The patrol officer walked up to the driver of the car he had just pulled over on the interstate.
"Good afternoon, sir. I need to see your license."
"What do you want?" the driver snapped. "I'm in a hurry."
"I noticed that, sir. I clocked you going 95 - on the on ramp. You were weaving in traffic, tailgating, blowing your horn, making obscene gestures, passing on the right shoulder and, at one point, you were hanging out of your window mooning traffic. You also tossed your child-safety seat out your window and smashed someone's windshield."
"Yeah, so what? There was no baby in the seat, so don't get all heavy-handed on me."
"The point is, you can't go doing those things, sir," the officer said. "Such driving is dangerous, unwise and illegal. Our highways have no room for such a blatant display of road rage."
"Look, Barney Fife, that shows what an idiot you are. I don't have road rage. Don't you read the news? I've got IED."
The officer stepped back and pulled out his pistol.
"An IED? Are you saying you have an improvised explosive device?" he asked the driver. "Get out of the car, sir."
"IED stands for intermittent explosive disorder. That means I am not responsible for my actions. It means that I'm sick and that you should just leave me alone, moron."
"Sir, I'm going to have to ask you to watch your mouth," the officer said, putting away his gun.
"Hey, not my fault. IED, remember?" the motorist said. "According to an Associated Press article I read a few days ago, it's an emotional disorder that maybe 16 million Americans have. Scientists say it could be responsible for what is called road rage.
"That article said IED also could be responsible for such things as tantrums and abuse. It first appears in teenagers and keeps building from there."
"So you've had this all your life?" the officer asked.
"Ever since I read that article, at least. Until then, I figured I was just an angry guy. That's what my family told me - as if those losers know anything."

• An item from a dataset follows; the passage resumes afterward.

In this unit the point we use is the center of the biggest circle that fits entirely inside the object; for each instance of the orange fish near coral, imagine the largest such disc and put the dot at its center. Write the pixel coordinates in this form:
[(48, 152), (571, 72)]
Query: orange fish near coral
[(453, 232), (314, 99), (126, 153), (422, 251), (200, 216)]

"This sounds like you're just trying to get out of these tickets," the officer said.
"That shows what you know, pig. As it turns out, I'm the victim here, not that guy with my car seat in his windshield. I used to blame all those imbeciles out there, but now I know I simply have a mental illness.
"That means that when I get behind some clown driving 55 in a 55 mph zone and I run him off the road, I now realize no one is to blame."
"Let me get this straight, sir," the officer said. "You're saying this outrageous behavior, which looks and walks and quacks like road rage to me, should be considered normal?"
"Sure, for a person who has intermittent explosive disorder, which I apparently do. It's a pretty good defense, if I do say so myself. Let's face it, if I didn't have IED, I'd be on my way to jail right now for the things I've said and done today, lamebrain."
"I warned you to watch your language, sir."
"Don't blame me; blame the researchers who put a name on what I have. If you write me a ticket, I'll just go to court, play the IED card and be on my way."
"If you know you have this illness, why don't you stay off the highways so you won't endanger the rest of us?" the officer said.
"Why, officer, I believe you're discriminating against a person with a disability. They have laws against that. I need to jot down what you said so I can tell my lawyer. Can I use your pen?"
Sighing, the officer closed his ticket book.
"I'll let you off this time, sir," he said. "But please try to drive more safely."
"No, thanks. I don't have to," the motorist said before flooring his gas pedal and speeding away.